Accuracy of Modeling Multiphase Flow in Oil/Gas Upstream Facilities
EnSys Yocum has often been asked what type of accuracy can be achieved in simulating multiphase flow through oil wells, gas-oil separators, and surface flowlines. This blog entry discusses the accuracy of the EnSys Yocum simulators WELLSIM, GOSPSIM, and PRODSIM and the various forms of error encountered in modeling upstream facilities.
When working in the Middle East, in conditions with engineered production flow tests and close monitoring by engineers, we consistently achieved 3-10 percent accuracy over a range of well/flowlines and crude types. Wells were modeled with higher accuracy (3-5 percent) whereas the flowlines tended to have higher levels of uncertainty (5-10 percent range). The flow regime has an effect on the level of uncertainty with homogenous flow tending to represent the higher accuracy simulations, stratified flow for the middle accuracies, and slug flow representing the most uncertainty. To simulate these systems in the Middle East and obtain these accuracies, we were using Core Laboratory Assays of Equilibrium Flash and Differential Expansion which provided information at standard/alternate conditions and above/below the bubble point). We also possessed information on gas-oil ratio, mixture density, liquid density, gas density, and liquid viscosity. The facilities simulated comprised dozens of wells and miles of surface flowlines over mountainous terrain. The underlying laboratory studies of the reservoir fluid properties were accurate to 3-6 percent. We also had highly reliable downhole information (static reservoir pressure/temperature) via Schlumberger wireline tool. Two thirds of the oil well pressure drop is across the reservoir pay and therefore accurate downhole tests were key to modeling with high accuracy. Additionally, we received accurate surface pressure/temperature information from gauges.

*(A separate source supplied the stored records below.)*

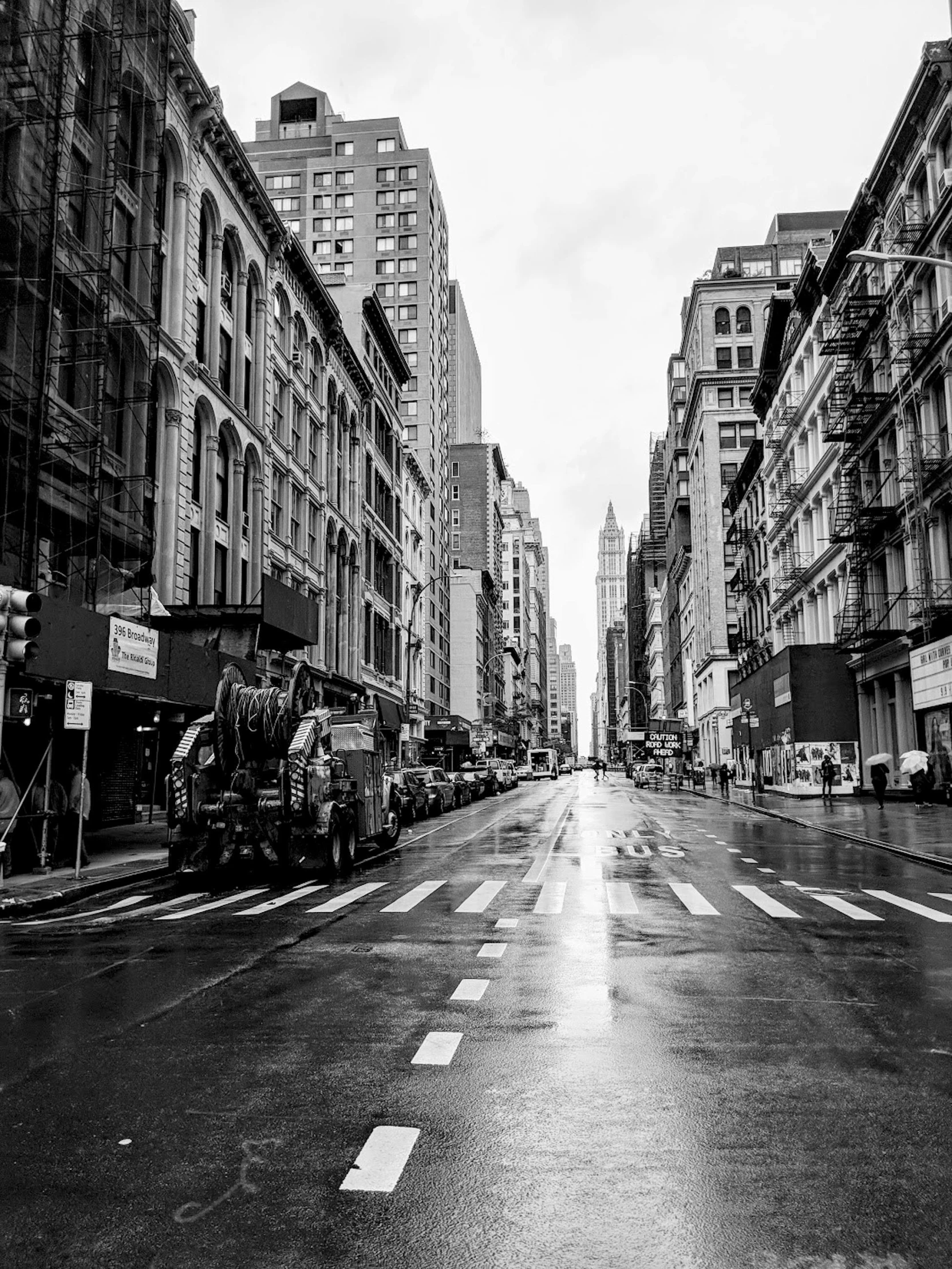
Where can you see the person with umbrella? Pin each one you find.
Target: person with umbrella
(880, 776)
(915, 766)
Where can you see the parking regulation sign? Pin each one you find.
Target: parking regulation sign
(79, 706)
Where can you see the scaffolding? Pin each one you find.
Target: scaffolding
(879, 342)
(82, 210)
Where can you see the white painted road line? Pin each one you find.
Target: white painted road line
(208, 908)
(621, 901)
(437, 1049)
(297, 892)
(693, 900)
(470, 989)
(919, 909)
(840, 905)
(413, 896)
(535, 873)
(551, 899)
(766, 903)
(481, 897)
(349, 896)
(382, 1159)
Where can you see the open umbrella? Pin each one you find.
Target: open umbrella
(915, 760)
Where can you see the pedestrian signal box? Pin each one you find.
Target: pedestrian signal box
(19, 703)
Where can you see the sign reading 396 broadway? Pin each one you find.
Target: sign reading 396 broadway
(931, 673)
(132, 649)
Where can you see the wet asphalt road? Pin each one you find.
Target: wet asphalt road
(653, 1069)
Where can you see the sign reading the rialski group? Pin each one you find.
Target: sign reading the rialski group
(132, 649)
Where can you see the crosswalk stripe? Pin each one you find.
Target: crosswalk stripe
(766, 903)
(481, 897)
(692, 899)
(297, 892)
(621, 901)
(210, 908)
(919, 909)
(349, 896)
(840, 905)
(437, 1049)
(413, 896)
(381, 1162)
(470, 989)
(551, 899)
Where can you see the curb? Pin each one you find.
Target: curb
(919, 857)
(62, 897)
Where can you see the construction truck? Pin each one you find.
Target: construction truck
(272, 777)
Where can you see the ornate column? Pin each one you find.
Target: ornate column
(176, 301)
(238, 484)
(169, 506)
(214, 313)
(238, 339)
(255, 541)
(259, 367)
(206, 583)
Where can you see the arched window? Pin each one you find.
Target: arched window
(221, 481)
(281, 320)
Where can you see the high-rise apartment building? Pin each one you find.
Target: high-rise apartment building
(367, 206)
(610, 597)
(465, 375)
(569, 721)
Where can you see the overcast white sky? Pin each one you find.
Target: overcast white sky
(592, 157)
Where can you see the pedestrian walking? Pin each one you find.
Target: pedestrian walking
(80, 803)
(879, 777)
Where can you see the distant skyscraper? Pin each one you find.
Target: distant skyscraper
(369, 207)
(610, 594)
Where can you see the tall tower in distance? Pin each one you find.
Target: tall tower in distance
(610, 598)
(369, 212)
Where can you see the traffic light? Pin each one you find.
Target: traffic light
(19, 627)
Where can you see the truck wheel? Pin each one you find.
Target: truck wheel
(390, 834)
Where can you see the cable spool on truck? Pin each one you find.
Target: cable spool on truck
(271, 777)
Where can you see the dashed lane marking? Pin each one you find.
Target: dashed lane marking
(481, 897)
(413, 897)
(437, 1049)
(349, 896)
(381, 1162)
(766, 903)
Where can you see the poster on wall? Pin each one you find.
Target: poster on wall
(938, 744)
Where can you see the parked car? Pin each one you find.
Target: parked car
(475, 778)
(440, 791)
(414, 803)
(463, 794)
(493, 776)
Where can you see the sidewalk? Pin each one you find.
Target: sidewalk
(926, 836)
(117, 857)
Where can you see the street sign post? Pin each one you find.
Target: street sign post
(79, 718)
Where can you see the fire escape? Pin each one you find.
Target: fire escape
(80, 269)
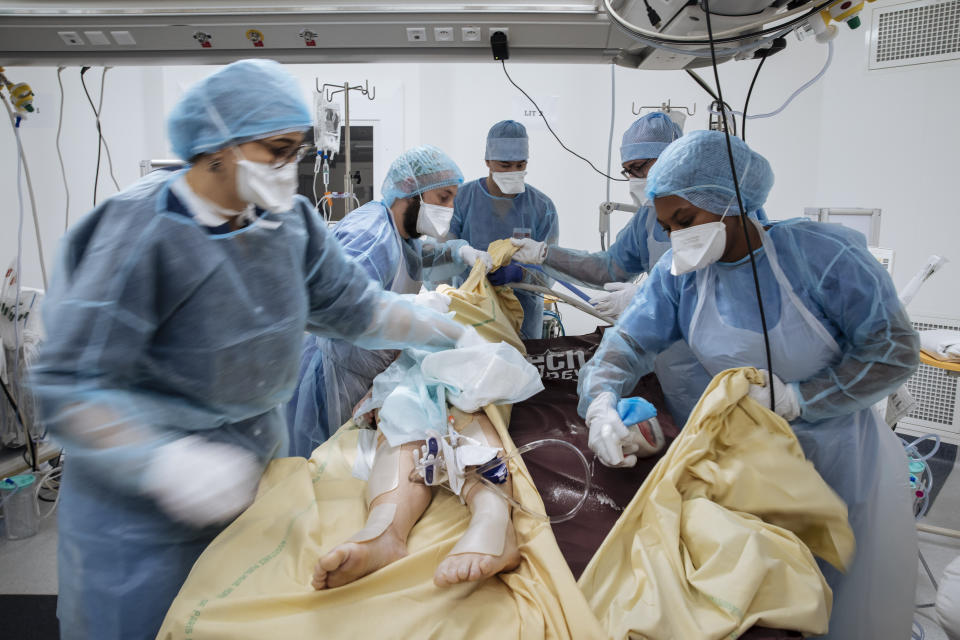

The “short-cut PVT approach” built into the EnSys Yocum simulators enable a user to select an assay already in the EnSys Yocum database and then adjust for (primarily) GOR. This implies a higher level of uncertainty albeit with a quicker/more convenient approach covering a wide range of crude types where the client has not supplied a field-specific assay. Beyond the PVT, we see uncertainties in the aforementioned pressure/temperature readings (both downhole and wellhead/surface) and also representation of (configuration data for) the underlying system being modeled. Since many operating companies today possess databases describing well configurations and, if this system is ultimately configured to draw from the database, the error in respect to configuration data should be minimal. After simulating various wells, surface flowlines, and gas-oil separators using our “short-cut approach” with regard to PVT selection and minimum configuration data input, we expect uncertainties between 5-20%. (This has been the case with several simulations undertaken recently in the Middle East).
Two other types of uncertainties are rapid flow pulsations and transmission signals. We have encountered ‘pulsation’ flowing phenomena in a couple of instances before and this obviously adds significantly to the uncertainty (the model is based on steady state flow multiphase flow). In assessing transmission signal, it is difficult to determine the upper limit of uncertainty. Ultimately, garbage in will produce garbage out just like with any simulator.